I've been using gitlab-ci to automate the end-2-end tests for my PHP-applications for several years now, but I wasn't really happy about the way I got it to work: it involved injecting IP-addresses into configuration files, and starting a web server as a part of the test job.

an elephpant, and the apache and gitlab logo's

Today I can run apache and php-fpm as services, so that the job's script doesn't have to care about the web server, and can fully concentrate on running the actual tests.

As a proof of concept, I created a demo project on gitlab, that has a gitlab-ci-pipeline, using curl to run a hello-world-php-script by sending a request to an apache server. (So no fancy things with selenium here.)

I have been trying this before, but it always failed, because I had mainly two problems:

  • I was not sure how I could share the source code of my application with the php server.
  • The different services seemed to be unaware of each other. Typically a selenium service couldn't find the IP address of my webserver.

I had searched the web for solutions, but I only seemed to find discussions involving docker-in-docker, which I don't completely understand, and which are too complex for the problem I was trying to solve. And as it turns out, what we're trying to do here is really not difficult, you just need to know what to do.

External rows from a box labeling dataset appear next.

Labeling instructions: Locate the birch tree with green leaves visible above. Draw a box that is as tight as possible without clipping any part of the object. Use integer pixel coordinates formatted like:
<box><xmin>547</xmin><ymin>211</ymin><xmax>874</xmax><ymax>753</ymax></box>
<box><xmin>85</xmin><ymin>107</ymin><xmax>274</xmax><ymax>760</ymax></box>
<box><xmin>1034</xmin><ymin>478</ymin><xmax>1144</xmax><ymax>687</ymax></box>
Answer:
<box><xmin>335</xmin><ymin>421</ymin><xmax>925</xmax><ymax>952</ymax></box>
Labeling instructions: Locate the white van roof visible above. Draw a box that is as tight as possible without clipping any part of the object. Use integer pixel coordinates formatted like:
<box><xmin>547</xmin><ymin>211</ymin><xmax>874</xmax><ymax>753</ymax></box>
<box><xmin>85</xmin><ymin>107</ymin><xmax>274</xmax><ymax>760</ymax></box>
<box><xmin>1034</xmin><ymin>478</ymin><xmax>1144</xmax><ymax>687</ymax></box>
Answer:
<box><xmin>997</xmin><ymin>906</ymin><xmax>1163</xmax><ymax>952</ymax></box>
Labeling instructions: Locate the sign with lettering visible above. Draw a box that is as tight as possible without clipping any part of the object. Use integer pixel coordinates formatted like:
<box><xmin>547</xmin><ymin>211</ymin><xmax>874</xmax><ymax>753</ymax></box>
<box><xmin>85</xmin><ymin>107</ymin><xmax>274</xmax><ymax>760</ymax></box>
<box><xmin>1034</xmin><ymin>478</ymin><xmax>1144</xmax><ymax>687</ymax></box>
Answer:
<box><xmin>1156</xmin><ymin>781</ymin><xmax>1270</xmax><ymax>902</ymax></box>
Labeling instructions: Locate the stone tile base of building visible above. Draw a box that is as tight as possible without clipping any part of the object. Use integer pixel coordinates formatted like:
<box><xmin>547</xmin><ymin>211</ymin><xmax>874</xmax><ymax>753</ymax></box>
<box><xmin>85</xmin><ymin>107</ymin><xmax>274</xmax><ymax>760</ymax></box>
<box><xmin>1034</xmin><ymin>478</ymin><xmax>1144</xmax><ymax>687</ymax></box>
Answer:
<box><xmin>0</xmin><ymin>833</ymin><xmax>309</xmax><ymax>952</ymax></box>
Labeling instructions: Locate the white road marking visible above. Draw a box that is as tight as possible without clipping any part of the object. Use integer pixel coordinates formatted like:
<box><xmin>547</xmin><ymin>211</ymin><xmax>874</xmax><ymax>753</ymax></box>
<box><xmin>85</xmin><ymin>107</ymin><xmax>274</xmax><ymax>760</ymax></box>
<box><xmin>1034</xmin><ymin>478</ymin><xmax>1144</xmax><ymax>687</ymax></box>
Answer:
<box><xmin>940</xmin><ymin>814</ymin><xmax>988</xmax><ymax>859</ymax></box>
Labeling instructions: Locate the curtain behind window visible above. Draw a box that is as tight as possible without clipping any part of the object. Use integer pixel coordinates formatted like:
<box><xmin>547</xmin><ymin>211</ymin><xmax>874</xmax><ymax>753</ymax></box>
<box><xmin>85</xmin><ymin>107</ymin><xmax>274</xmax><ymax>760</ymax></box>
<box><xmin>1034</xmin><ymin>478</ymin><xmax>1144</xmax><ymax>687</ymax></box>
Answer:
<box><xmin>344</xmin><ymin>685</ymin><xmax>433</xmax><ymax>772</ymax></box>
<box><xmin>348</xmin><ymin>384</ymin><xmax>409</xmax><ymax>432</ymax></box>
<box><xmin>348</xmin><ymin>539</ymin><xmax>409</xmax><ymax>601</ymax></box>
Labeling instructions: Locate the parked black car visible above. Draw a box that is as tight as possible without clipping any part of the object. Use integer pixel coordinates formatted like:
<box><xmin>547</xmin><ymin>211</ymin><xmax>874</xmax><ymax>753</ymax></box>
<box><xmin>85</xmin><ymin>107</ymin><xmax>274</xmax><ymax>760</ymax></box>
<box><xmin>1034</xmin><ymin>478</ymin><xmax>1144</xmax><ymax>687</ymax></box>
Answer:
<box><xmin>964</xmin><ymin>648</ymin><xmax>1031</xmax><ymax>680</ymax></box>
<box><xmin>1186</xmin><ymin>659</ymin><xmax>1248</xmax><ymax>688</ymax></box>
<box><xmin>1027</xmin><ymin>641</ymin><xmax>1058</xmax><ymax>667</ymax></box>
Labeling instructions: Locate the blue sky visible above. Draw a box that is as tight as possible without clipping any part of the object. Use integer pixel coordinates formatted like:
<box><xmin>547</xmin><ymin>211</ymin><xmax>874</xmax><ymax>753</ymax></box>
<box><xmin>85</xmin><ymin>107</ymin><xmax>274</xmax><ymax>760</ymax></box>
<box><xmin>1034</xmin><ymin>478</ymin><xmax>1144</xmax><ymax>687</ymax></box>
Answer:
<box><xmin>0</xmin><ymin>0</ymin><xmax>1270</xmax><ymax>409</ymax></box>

Solving the problem of services being unaware of each other, was the easiest. You just need to set FF_NETWORK_PER_BUILD to 1 in .gitlab-ci.yml.

Then there is the issue of sharing the source code from the git repository (or the code built in previous stages) with the apache container.

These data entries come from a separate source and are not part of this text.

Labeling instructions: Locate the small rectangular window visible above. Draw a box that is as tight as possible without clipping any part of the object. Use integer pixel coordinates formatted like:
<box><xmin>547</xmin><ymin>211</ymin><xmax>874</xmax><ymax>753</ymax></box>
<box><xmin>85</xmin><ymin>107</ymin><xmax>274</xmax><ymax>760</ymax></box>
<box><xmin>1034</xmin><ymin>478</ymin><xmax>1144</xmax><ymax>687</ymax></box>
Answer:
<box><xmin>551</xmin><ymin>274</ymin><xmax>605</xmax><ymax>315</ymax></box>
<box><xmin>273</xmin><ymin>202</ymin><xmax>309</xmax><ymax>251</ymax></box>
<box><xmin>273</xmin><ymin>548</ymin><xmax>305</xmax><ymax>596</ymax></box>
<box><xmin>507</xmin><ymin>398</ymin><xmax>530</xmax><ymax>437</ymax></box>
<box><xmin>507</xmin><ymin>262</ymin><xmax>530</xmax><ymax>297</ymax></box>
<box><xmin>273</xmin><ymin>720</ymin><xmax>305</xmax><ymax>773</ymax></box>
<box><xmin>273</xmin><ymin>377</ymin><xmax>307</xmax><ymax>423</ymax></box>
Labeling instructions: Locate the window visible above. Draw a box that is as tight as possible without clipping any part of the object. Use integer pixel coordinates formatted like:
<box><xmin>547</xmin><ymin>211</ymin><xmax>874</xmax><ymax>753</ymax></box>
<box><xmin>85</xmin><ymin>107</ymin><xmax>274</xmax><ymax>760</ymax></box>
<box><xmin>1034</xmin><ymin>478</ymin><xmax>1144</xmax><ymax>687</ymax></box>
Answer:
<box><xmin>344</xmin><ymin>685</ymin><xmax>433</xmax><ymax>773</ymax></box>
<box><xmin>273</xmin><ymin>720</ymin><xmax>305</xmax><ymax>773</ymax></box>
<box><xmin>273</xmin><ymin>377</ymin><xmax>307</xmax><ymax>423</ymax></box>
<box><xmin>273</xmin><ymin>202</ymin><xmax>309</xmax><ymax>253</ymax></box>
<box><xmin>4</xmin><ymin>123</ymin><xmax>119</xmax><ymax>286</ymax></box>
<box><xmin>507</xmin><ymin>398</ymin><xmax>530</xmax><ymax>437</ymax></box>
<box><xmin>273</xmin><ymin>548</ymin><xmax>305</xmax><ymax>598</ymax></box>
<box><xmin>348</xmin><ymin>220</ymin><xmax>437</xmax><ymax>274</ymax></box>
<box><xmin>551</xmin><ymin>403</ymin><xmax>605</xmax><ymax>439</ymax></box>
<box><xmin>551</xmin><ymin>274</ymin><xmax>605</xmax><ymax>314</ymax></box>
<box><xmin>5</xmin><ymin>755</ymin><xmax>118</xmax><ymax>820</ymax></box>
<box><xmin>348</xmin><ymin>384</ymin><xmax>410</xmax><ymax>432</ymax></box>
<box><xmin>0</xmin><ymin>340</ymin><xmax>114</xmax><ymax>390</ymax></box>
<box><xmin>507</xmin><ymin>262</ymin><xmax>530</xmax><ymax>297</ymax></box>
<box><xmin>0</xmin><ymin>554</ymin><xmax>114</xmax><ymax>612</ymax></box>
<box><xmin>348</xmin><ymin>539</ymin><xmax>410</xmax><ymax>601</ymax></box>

When the gitlab runner is executing jobs, your source code is located in the directory /builds/group-name/project_name. (This directory is available to the runner as the CI_PROJECT_DIR environment variable.) Now it seems there is some gitlab magic in place that creates a volume in each service's container, so that this directory is shared between all services.

So the only thing we need to make the webserver work, is a custom apache container, configured to look in this particular directory for the files, to pass those to php.

I was a little worried because when the pipeline runs, this message showed up in the job log:

2022-06-16T13:17:38.351483903Z AH00112: Warning: DocumentRoot [/builds/johanv/php-ci-demo/public] does not exist

But in the end, it did produce the expected 'Hello world!' message, so maybe the volume takes some time to mount. Or maybe something else is going on, I really don't know that much about docker and gitlab ci. But it seems to work, so I am happy 😅

Anyway, I hope that this will be useful to you. The demo project is located at gitlab.com/johanv/php-ci-demo. Have fun!